- Active: ?
- Country: Australia
- Branch: Royal Australian Air Force
- Role: Aviation Medicine
- Part of: Air Warfare Centre Development and Test Wing
- Garrison/HQ: RAAF Base Edinburgh
- Motto(s): Salus per Scientiam ("Safety through Knowledge")

Commanders
- Current commander: Wing Commander ?

= RAAF Institute of Aviation Medicine =

The Royal Australian Air Force Institute of Aviation Medicine (AVMED) ensures the effectiveness and safety of Australian Defence Forces (ADF) air operations by conducting research and training ADF aircrew to understand and manage the physiological challenges of flight. AVMED is currently staffed by a mixture of uniformed (RAAF and Army) and civilian personnel bringing with them diverse skills in aviation medicine, human factors, and life support.

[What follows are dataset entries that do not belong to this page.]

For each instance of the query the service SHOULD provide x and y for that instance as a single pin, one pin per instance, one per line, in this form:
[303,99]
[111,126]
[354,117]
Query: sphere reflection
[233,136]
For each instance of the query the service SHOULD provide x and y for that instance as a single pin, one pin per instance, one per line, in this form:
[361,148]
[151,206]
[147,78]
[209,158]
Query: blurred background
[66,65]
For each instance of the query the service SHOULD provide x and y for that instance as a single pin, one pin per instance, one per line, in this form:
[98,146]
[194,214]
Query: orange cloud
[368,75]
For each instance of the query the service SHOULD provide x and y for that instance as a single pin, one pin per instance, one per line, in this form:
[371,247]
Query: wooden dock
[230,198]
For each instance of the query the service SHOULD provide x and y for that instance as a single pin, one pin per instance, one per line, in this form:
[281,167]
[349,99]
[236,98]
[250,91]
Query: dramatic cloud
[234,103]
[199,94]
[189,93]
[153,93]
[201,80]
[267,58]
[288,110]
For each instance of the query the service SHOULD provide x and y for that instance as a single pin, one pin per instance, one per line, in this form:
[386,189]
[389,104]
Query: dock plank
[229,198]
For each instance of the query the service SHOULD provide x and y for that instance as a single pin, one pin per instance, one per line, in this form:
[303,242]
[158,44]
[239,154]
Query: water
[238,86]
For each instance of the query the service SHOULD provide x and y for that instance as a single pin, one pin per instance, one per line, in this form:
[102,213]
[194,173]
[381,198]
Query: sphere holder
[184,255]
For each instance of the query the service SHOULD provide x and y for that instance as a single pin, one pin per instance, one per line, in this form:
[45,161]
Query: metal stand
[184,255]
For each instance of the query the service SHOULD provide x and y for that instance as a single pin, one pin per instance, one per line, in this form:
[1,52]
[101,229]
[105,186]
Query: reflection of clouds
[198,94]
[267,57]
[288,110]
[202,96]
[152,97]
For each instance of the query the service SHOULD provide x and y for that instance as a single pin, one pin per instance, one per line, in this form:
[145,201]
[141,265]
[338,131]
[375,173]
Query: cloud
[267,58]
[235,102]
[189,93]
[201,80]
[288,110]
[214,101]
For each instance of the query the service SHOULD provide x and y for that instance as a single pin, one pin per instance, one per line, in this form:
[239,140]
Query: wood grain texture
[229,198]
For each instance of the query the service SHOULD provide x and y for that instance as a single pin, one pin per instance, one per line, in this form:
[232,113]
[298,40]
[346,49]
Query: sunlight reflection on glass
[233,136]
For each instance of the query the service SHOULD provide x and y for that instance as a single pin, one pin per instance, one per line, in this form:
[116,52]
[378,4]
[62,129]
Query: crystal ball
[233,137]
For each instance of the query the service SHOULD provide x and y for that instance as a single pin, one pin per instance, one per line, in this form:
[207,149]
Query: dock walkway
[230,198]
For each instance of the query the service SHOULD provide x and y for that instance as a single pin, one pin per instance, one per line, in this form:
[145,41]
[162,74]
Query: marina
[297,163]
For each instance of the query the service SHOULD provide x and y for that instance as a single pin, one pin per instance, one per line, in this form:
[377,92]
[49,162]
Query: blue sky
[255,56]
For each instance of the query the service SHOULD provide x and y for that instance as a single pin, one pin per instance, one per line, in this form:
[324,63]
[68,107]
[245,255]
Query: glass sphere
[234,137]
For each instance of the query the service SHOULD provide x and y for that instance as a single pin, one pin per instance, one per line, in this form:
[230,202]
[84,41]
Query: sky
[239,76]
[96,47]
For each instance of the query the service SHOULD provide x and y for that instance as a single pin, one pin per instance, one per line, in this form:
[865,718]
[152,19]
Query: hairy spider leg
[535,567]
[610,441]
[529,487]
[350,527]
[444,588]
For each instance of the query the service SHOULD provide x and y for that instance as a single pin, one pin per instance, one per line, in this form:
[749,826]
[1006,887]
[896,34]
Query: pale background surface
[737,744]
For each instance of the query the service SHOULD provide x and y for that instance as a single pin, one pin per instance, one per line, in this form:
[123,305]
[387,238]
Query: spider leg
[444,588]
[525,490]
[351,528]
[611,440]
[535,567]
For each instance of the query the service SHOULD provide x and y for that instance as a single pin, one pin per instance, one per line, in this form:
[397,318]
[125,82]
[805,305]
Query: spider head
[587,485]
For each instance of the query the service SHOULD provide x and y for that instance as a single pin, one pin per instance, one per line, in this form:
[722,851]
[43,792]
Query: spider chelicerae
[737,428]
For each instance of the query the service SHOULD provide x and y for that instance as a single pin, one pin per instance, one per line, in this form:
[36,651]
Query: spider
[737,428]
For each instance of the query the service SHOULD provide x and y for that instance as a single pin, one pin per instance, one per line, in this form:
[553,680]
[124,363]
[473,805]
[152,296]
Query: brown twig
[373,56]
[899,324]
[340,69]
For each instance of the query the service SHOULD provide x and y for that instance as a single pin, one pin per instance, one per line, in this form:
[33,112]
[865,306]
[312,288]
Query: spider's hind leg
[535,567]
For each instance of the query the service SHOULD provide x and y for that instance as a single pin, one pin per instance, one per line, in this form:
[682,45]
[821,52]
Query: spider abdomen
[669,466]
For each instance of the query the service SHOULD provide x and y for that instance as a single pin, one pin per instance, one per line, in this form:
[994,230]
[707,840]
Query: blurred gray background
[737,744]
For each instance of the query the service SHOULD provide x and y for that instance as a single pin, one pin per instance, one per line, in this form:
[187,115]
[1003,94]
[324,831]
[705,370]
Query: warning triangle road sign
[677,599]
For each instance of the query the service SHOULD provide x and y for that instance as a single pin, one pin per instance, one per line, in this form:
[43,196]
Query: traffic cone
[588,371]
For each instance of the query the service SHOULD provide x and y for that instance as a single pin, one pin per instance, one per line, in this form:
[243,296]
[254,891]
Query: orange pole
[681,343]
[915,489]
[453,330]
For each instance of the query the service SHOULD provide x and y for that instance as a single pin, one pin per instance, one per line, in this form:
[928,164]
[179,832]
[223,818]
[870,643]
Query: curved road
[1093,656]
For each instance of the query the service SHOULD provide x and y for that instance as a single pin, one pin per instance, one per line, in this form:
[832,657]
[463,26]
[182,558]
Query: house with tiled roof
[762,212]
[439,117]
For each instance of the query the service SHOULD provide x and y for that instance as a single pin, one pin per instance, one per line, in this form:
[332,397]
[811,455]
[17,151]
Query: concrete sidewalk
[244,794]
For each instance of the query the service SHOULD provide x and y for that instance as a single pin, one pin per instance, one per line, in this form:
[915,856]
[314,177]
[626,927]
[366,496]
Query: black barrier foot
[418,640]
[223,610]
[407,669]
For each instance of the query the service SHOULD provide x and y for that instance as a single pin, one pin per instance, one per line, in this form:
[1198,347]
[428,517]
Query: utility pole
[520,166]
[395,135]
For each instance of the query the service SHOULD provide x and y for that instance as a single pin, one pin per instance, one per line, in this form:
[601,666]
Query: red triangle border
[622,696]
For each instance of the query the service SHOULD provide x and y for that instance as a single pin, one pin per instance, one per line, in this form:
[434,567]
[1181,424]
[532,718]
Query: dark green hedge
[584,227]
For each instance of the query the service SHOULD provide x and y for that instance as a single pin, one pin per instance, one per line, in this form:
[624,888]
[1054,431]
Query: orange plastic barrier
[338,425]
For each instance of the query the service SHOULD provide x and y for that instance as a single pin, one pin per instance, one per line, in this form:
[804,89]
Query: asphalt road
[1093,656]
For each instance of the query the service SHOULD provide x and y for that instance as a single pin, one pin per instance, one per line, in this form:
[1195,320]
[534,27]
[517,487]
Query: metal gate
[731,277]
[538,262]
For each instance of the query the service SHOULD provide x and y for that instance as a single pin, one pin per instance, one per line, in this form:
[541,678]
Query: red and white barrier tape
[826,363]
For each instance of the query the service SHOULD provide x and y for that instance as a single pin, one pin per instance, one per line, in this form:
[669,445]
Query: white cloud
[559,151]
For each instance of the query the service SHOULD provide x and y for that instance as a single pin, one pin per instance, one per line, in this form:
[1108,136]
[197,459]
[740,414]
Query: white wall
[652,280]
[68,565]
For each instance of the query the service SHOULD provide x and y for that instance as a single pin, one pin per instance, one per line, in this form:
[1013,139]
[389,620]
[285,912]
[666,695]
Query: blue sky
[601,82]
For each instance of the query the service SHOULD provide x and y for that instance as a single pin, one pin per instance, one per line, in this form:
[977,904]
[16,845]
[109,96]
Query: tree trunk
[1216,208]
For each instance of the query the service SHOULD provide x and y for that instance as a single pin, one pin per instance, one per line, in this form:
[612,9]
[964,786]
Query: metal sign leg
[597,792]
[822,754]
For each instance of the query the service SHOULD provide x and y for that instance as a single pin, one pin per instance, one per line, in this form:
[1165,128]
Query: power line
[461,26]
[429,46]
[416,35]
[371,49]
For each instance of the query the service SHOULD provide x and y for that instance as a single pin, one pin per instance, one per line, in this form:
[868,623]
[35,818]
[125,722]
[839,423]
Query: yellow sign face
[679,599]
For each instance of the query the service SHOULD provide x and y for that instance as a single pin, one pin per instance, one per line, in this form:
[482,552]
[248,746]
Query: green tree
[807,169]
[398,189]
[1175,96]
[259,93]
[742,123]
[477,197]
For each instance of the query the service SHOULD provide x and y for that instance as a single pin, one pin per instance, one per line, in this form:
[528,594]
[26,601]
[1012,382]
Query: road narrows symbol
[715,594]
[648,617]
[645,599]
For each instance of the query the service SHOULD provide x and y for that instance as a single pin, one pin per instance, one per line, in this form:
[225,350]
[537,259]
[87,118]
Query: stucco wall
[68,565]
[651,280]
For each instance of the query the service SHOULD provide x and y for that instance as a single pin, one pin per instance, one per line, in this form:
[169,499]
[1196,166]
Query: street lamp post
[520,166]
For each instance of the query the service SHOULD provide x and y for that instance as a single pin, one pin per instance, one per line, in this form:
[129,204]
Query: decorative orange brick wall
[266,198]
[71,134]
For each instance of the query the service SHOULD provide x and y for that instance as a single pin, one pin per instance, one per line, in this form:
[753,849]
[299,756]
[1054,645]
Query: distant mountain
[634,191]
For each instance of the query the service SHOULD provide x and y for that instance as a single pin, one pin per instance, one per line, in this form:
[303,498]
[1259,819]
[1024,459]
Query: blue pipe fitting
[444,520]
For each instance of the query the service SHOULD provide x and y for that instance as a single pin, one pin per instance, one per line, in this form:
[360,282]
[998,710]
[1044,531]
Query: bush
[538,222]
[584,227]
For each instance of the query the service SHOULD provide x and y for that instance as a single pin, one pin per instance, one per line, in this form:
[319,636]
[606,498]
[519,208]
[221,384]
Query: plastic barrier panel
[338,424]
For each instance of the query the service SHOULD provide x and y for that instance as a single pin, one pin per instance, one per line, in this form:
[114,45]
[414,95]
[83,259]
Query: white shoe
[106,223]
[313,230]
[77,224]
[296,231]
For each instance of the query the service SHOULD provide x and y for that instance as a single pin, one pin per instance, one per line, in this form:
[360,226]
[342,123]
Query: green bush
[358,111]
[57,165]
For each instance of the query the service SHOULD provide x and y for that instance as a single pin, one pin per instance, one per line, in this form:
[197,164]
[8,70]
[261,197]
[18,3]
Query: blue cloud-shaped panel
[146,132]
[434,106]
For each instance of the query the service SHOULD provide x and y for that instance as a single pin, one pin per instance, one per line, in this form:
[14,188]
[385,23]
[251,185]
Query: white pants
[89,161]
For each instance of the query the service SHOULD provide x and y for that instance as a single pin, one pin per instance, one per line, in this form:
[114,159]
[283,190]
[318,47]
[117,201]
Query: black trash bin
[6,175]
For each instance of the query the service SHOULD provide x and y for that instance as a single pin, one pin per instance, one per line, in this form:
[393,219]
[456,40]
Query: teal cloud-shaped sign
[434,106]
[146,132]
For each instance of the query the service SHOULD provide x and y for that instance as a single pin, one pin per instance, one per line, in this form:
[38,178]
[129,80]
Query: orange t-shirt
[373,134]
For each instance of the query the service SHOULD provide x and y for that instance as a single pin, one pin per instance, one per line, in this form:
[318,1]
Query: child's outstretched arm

The main functions of AVMED include:
- Aviation medicine training for aircrew, aviation-related personnel and health specialist officers.
- Aviation medicine research, development, testing and evaluation.
- Human factors in aviation.
- Central Aircrew Medical Fitness Boards and aircrew applicant medical evaluations.
- Aviation medicine consultancy services.
- An aviation medicine library.

AVMED is located at RAAF Base Edinburgh in Adelaide, South Australia.